Ada beberapa moda dan jalur transportasi menuju ke sini jika menyambanginya dari Pulau Bangka. Jalur laut dan jalur udara. Jalur laut terbagi dua, melalui Pelabuhan Pangkal Balam,  Pangkal Pinang; dan Pelabuhan Tanjung Sadai di Tukak Sadai, Toboali, Bangka Selatan. Sementara jalur udara, kita bisa melalui Bandara Depati Amir dengan rute ke Bandara Internasional H.A.S. Hanandjoeddin.

Dan dari beberapa pilihan itu, saya memilih jalur paling minim bujet dan paling ujung di selatan. Meski paling lama waktu tempuhnya, namun cukup menyenangkan dan menenangkan. Pelabuhan Tanjung Sadai menyambut kedatangan saya, sebuah pelabuhan yang menghubungkan beberapa wilayah di sekitarnya; Pulau Lepar dan Pulau Pongok. 

Setelah turun dari bus angkutan saya langsung menuju pos penjualan tiket. Saat itu Februari 2020, pelabuhan tampak ramai dominan masyarakat lokal dan masyarakat pulau yang tengah menunggu kapal.

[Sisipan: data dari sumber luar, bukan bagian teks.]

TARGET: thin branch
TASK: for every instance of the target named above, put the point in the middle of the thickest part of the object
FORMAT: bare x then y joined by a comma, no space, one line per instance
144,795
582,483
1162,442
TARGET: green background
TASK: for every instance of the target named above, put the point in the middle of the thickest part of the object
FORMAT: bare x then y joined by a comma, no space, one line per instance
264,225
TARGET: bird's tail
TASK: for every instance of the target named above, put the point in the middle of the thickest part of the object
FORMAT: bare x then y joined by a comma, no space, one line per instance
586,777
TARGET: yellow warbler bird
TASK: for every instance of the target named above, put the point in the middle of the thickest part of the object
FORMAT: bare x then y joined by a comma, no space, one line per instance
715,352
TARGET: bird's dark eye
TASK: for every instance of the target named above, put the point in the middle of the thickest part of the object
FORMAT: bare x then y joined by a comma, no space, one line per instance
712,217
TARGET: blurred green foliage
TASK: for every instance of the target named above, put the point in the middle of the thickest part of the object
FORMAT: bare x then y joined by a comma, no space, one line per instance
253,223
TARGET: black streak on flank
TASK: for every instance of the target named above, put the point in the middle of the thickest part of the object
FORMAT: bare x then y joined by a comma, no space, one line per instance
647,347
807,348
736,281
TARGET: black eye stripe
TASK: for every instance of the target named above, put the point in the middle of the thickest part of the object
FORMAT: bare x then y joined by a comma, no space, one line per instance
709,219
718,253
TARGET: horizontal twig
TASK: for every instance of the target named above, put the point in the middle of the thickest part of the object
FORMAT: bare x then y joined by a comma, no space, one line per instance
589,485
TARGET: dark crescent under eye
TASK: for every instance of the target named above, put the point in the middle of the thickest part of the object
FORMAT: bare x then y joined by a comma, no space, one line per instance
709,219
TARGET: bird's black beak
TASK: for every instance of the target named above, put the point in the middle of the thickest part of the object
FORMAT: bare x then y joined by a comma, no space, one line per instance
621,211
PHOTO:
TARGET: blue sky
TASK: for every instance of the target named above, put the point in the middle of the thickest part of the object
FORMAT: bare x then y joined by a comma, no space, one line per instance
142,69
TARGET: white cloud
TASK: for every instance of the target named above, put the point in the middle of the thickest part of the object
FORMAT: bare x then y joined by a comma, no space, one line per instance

Harga tiket kapal penyeberangan dari Pelabuhan Tanjung Sadai menuju Pelabuhan Tanjung Rhu di Belitung yakni Rp95.000,00 untuk dewasa dan Rp65.000,00 untuk anak-anak.

Gapura Pelabuhan Tanjung Rhu/Raja Syeh Anugrah

Kurang lebih sedari saya turun hingga menantikan kapal merapat, berkisar 2-3 jam. Diinformasikan kapal akan merapat pukul 17.00 WIB. Kapal hanya melayani penyeberangan untuk jalur Bangka–Belitung dua kali dalam satu pekan, begitu juga sebaliknya. Hal ini karena waktu tempuh yang lumayan, 10-12 jam dengan jarak 82 mil.

Jenis kapal yang disediakan ASDP yakni KMP Gorare berukuran 236 GT, dapat memuat sebanyak 80 orang dan 14 kendaraan. Selain itu, Pelabuhan Tanjung Sadai pun kabarnya tengah dalam pembangunan dan digadang-gadang akan menjadi poros maritim Bangka Selatan karena akses yang dekat dengan perlintasan Singapura dan Jakarta.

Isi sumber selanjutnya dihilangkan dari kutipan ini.